What you don’t like in Ruby the most?

I hate that we keep thinking in really old way. We reject innovation. It is especially due to frameworks like Rails. I would love to the more development of Rails, with all it’s huge audience. Ruby is lacking a lot of features that a lot of other languages have, like pattern matching and method overloading. The problem is that sometimes I feel that we are behind the innovations that happen to other languages. Specifically features, that make other languages amazing. We don’t have them, and it’s very sad.

What is your way to improve Ruby?

Every time is meet Matz at conference, I tell him for few hours what should be done to improve Ruby. Without any providing any help. It’s all about innovations. I try to innovate in my own framework, Trailblazer. So we can put the way we write business code to new level. I try to inspire people with my library code they use new concepts in Ruby that never been there before. I think that helping them to write the applications.

How do you see the world of programming in 10 and 50 years? And will Ruby and Rails have place in this future?

I don’t think Rails will have place. I really love Rails community and people in Rails Core. But I don’t think that Rails will be a thing in 10 years. But I think Ruby will still be around. It all depends on what is going to happen with Ruby 3.0. When it will be released and what features will it bring. I think Ruby will still be there. But I can’t tell you what will happen in 50 years. Because in 50 years there won’t be a need to program anymore. We will probably just write diagrams on the air.

In your opinion, what technologies are the most hypest today?

Craft beer and coffee, haha! Everything that hipsters do! Now everything is switching from OOP to FP. We are trying to avoid to have unwanted side effects in order to not let users to screw up internal state. Functional programming makes it impossible to users to do stuff in wrong order, for example. Like problems that we have in Ruby. I see a lot of development in functional languages because they are also way easy to paralyze and they have a lot of advanced features.
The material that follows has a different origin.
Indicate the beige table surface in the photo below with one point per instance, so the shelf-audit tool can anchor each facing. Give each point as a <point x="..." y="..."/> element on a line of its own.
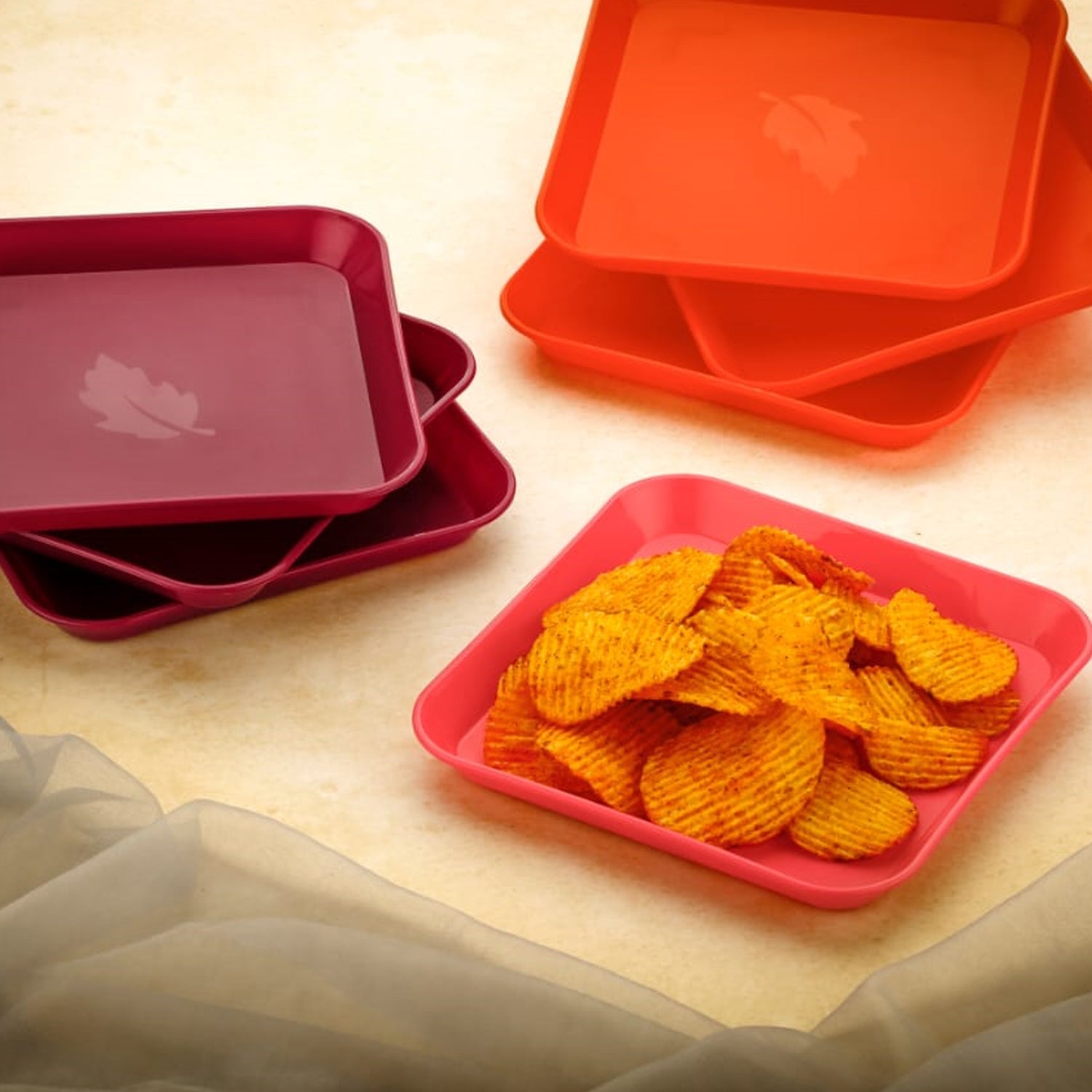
<point x="432" y="119"/>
What advice can you give to average programmer to stand out the crowd?

Important thing in IT is that you always need to play with new tools. Even if you are not a super programmer, you have to look at the community and check what’s going on. It is really important to keep moving. Otherwise, I see that my current job at the police is really slow. They using very outdated technologies. A lot of people are affected. It is non productive. It’s good because a lot of people are keeping their jobs . But it is important to adopt new technologies. I’m not saying be a coding hipster and change your framework everyday. But a lot of new things in last 10 years make sense. People should use it and not just sit there and enjoy excellent job. They can get fired tomorrow.
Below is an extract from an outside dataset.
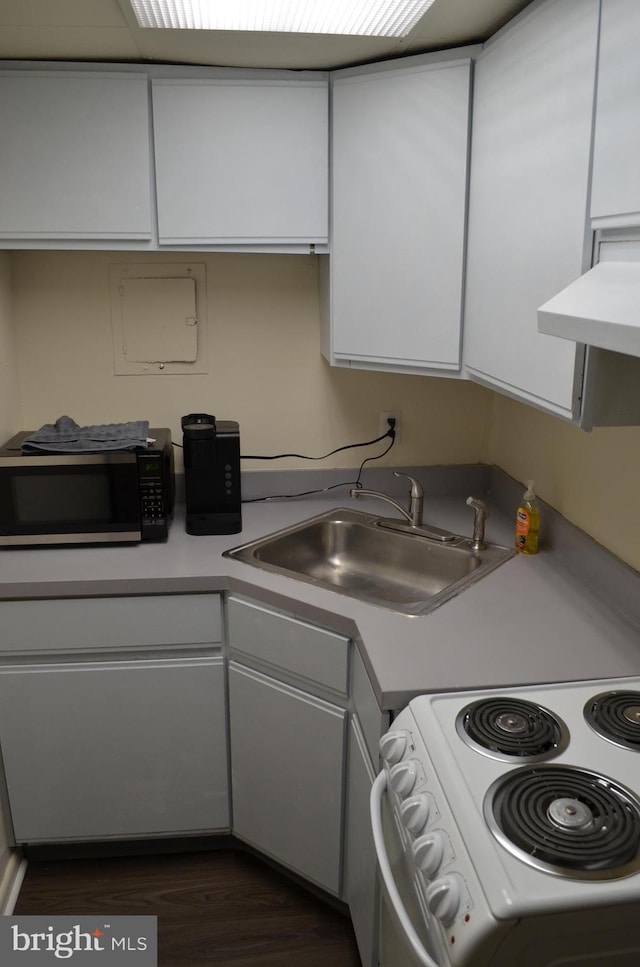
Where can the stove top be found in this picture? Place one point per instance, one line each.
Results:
(539, 786)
What makes you excited about your job?

That’s beautiful question. I think that idea of open source is that you expose code that you think is helpful and people will tell you that it really is. This is what keeps me programming. When I write something and I see that a lot of people use it and they say like “It is so much better that I used before!” It’s great! This is making my day. It’s all about what comes back. I also program my own stuff and sometimes I think: “Yes!” But mostly I like when something what I do is helpful to other people.
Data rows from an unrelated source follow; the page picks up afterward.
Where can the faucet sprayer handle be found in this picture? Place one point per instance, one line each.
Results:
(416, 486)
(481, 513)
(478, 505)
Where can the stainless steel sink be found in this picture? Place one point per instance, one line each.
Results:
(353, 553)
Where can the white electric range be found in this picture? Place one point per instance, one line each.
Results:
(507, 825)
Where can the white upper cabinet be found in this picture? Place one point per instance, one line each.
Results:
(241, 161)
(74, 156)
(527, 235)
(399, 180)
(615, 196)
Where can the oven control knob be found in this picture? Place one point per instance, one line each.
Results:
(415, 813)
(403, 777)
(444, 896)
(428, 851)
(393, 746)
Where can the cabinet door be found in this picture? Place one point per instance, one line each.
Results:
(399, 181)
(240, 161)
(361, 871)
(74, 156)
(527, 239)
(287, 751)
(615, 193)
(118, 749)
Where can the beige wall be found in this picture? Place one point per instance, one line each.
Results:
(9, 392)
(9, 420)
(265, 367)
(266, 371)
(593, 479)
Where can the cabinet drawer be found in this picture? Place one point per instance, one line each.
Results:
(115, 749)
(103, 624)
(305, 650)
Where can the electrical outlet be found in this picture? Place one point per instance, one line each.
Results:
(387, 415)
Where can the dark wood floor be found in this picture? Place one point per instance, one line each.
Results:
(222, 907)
Do you have any plans on writing a book?

I have already wrote one book. Two years ago, it took like 16 months. I was writing and inventing at the same time. That was a huge mistake! I was keeping updating my book with changes in my library code. It was massive. I plan to write more books, because it was fun. It has to be with the right timing. I’m not gonna write a book about, for example, a new version of my framework now because it’s still changing. I’m not gonna make this mistake again. It’s so much work! Unbelievable.

Do you have any nightmares, related to you job?

I used to have those kind of dreams few years ago. Sometimes I still have them.You always imagine software as something visual. Brain just does that. My dreams about those thing and passing the objects. And it’s always the wrong object! It’s the only nightmare that I have. I was able to have good work\life balance. So I have very rare the bad sleep. Even if I don’t look like it.